Wisdom Teeth Los Angeles
The third set of molars is often referred to as wisdom teeth. Most people get these teeth in their late teens to early twenties. These teeth can often be misaligned, but sometimes they are an asset to the mouth.
If wisdom teeth are not properly aligned, they can cause problems such as crowding adjacent teeth, the nerves, or the jawbone. Debris can become entrapped between the second molars and wisdom teeth, causing decay. Wisdom teeth can become impacted: that is, they only partially erupt and are trapped in soft tissue, allowing for the possibility of an infection. Gum disease and decay are also possible in partially erupted teeth because the awkward location makes brushing and flossing problematic.
Wisdom Tooth Removal
If your wisdom teeth are not properly aligned, your dentist may send you to an oral surgeon for an evaluation and possibly their removal.
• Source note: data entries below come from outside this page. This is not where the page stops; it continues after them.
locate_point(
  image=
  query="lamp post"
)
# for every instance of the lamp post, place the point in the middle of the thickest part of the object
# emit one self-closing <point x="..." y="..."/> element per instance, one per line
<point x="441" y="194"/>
The difficulty or ease with which wisdom teeth are removed depends on where they are. If a wisdom tooth has fully erupted, or “come in,” then it is as easy to remove as any other tooth. However, extraction is easier in younger patients because the roots are not fully developed. Recovery and healing from an extraction takes less time in a young person than in an older patient.
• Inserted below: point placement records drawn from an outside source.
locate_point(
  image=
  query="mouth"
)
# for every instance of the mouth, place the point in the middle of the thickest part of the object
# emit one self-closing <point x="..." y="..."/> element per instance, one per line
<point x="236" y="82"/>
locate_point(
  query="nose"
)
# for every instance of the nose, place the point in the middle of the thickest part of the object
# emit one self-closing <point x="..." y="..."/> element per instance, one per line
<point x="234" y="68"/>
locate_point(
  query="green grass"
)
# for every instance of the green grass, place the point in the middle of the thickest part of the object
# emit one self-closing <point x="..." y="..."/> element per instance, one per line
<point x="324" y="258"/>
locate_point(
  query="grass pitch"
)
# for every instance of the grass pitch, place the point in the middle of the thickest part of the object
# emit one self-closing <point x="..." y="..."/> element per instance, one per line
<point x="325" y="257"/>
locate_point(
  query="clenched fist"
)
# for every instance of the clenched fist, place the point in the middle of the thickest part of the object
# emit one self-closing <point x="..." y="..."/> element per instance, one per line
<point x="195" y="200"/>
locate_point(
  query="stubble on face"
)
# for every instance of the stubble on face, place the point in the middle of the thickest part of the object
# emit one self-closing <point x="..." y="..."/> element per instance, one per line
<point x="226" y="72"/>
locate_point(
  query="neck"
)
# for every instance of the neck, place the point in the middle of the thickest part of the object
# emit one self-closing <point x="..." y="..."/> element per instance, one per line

If wisdom teeth are under the gum and embedded in the jawbone, they are more difficult to remove. In this case, an incision is made in the gum and the tooth extracted. Sometimes impacted teeth are removed in small sections in order to minimize the amount of bone removal.
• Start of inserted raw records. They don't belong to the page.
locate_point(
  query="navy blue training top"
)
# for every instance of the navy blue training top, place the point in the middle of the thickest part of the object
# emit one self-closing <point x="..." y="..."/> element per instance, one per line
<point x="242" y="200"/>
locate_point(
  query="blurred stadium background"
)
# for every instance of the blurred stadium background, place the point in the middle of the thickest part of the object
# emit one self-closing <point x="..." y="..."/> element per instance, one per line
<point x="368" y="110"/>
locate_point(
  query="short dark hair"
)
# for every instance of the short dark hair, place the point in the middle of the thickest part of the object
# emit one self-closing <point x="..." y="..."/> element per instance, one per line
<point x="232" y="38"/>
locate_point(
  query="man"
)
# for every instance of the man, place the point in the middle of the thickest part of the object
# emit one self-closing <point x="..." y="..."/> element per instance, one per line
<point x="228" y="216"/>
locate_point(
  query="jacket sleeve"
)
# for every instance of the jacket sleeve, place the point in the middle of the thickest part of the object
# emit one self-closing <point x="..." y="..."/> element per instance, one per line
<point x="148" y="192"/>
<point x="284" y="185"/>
When wisdom teeth are removed, a local anesthetic is used to numb the tissue around wisdom teeth. You may also receive additional medication such as “laughing gas” (nitrous oxide), an oral sedative such as Valium, or an intravenous sedative. If you receive an oral or intravenous sedative, you will have to have someone else drive you home from the appointment.
Recovery from Wisdom Teeth Removal
The speed of your recovery will depend on how complicated the removal was. A simple extraction will heal more quickly than the removal of an impacted tooth. Generally speaking, you may bleed for several hours post-extraction. A clean, moist piece of gauze or a moistened teabag will help control the bleeding. You should apply constant pressure for about 45 minutes, repeating the process until the bleeding stops. If you continue to bleed heavily, contact your dentist or oral surgeon.
Avoid sucking actions (no smoking or drinking through a straw) for 24 hours, and avoid hot liquids. These activities can dislodge a blood clot. If you have facial swelling, you can apply ice for 10 minutes on, 20 minutes off, for 24 hours.
Over-the-counter pain medications should control minor pain; your dentist or oral surgeon may recommend a narcotic pain reliever. You will likely be prescribed an antibiotic as well. Continue to brush your teeth, but avoid the area of the extraction during the first 24 hours. Do not use over-the-counter mouthwashes (Your dentist may prescribe a mouthwash for you to use).
Follow all of your dentist’s recommendations about wound care and stitches care. If you do n t have self-dissolving stitches, you will need to follow up with your dentist or oral surgeon for their removal.
Complications Following Removal of Wisdom Teeth
Dry socket can occur when no blood clot forms in the extracted tooth socket or the clot becomes dislodged. This generally happens 3 to 4 days post-extraction and is accompanied by pain and foul breath. Dry socket is treated by direct application of medication at your dentist’s or oral surgeon’s office. Another complication is paresthesia. This is not a common complication, but it can happen if the nerves where the wisdom teeth were removed are damaged during the extraction process. Paresthesia results in a numbness of the chin, lip, or tongue. It can last a few days, a few months, or it may be permanent.